Neues kennenzulernen, ist nicht nur spannend, sondern weckt auch die Lust, selbst initiativ zu werden. Deshalb hat die Bauernbund Weiterbildung gemeinsam mit der Abteilung Innovation & Energie im Rahmen des ELER-geförderten Projekts ­INNOProdukte eine Lehrfahrt nach Österreich zu fünf innovativen Betrieben organisiert.
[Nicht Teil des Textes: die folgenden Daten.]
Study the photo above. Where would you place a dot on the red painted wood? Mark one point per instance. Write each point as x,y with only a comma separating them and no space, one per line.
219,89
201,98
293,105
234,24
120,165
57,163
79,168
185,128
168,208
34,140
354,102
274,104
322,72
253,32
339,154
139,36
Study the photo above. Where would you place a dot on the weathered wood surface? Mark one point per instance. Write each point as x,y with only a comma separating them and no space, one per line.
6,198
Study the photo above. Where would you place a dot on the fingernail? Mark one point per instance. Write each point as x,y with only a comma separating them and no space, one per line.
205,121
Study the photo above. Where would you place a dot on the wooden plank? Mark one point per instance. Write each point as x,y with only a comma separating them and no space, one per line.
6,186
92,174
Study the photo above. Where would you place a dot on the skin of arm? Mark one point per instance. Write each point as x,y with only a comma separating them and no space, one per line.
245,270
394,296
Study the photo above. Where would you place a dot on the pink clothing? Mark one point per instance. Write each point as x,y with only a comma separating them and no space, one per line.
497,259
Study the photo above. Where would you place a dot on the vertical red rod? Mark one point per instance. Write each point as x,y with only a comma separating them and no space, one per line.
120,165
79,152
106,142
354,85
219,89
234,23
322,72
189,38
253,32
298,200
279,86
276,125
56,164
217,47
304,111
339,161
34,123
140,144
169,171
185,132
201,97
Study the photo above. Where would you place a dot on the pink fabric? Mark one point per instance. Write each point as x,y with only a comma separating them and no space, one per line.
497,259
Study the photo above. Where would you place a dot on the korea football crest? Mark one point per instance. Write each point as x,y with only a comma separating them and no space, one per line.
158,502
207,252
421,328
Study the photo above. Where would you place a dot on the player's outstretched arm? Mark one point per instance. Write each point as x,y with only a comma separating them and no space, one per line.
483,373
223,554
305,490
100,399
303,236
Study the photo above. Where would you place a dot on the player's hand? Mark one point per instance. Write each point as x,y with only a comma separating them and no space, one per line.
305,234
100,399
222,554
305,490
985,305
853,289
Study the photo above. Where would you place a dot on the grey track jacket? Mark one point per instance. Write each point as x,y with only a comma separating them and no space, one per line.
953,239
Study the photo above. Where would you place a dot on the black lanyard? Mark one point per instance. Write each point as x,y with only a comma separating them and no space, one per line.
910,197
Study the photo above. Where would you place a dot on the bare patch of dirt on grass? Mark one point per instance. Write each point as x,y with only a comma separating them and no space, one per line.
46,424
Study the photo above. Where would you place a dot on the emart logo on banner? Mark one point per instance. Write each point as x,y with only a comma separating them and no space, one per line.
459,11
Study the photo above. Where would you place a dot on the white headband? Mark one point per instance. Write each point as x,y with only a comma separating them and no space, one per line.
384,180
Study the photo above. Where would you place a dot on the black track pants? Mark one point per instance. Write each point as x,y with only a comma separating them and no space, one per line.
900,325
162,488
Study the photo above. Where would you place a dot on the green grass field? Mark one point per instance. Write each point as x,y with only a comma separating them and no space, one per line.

Die Haselnuss als ­Gemeinschaftsprojekt
„Wenn man etwas Neues machen will, muss man so groß anfangen, dass das Aufhören wehtut!“ Nach diesem Motto hat sich die Kernhof KG ins Abenteuer gestürzt und 2017 die ersten Biohaselnussbäume in Oberösterreich gepflanzt – insgesamt gleich 5000 Stück. Ans Aufhören wurde bis heute aber noch kein Gedanken verschwendet, auch wenn die Bäume ihren vollen Ertrag erst nach etwa zehn Jahren erreichen. Die Produktion der Haselnüsse teilt sich zu gleichen Teilen auf fünf Betriebe auf. Jede der beteiligten Familien pflegt rund 1000 Hasel­nussbäume auf 2,7 Hektar Fläche. Die Nüsse werden gemeinschaftlich verarbeitet und vermarktet und finden bereits seit dem ersten Verkaufsjahr 2020 großen Anklang bei Konsumentinnen und Konsumenten. Ob in der Schale, geschält oder geröstet, durch die hohe Qualität und maximale Frische der oberösterreichischen Biohaselnüsse ist die Massenware aus dem Ausland keine Konkurrenz für den Kernhof. Der Anbau bringt aber auch einige Herausforderungen mit sich. Standort- und Sortenwahl beispielsweise sollten gut überlegt sein, denn die Lebensdauer eines Haselnussbaumes liegt zwischen 40 und 60 Jahren. Für gute Erträge – möglich sind bis zu zwei Tonnen pro Hektar – muss auch die Fremdbestäubung sichergestellt werden. Wegen der unterschiedlichen Blütezeiten von männlichen und weiblichen Blüten muss der Blühzeitpunkt einzelner Sorten gut aufeinander abgestimmt sein.  Für gesunde Bäume und gute Ernte sind sauberes Arbeiten beim Schnitt im Frühjahr und gut durchdachter Pflanzenschutz essenziell. Den Haselnussbohrer halten am Kernhof beispielsweise Hühner in Schach: Sie picken die Larven des Schädlings aus dem Boden. Andere Schädlinge und Krankheiten werden mit mehrmaligem Ausbringen von biologischen Pflanzenschutzmitteln bekämpft. Neue Kulturen bringen immer auch neue Schwierigkeiten mit sich. Durch viele Weiterbildungen und Expertengespräche waren die Mitglieder des Kernhofs aber bereits auf Vieles vorbereitet, nun kommt mit jedem Jahr auch ihr eigenes, erprobtes Wissen hinzu.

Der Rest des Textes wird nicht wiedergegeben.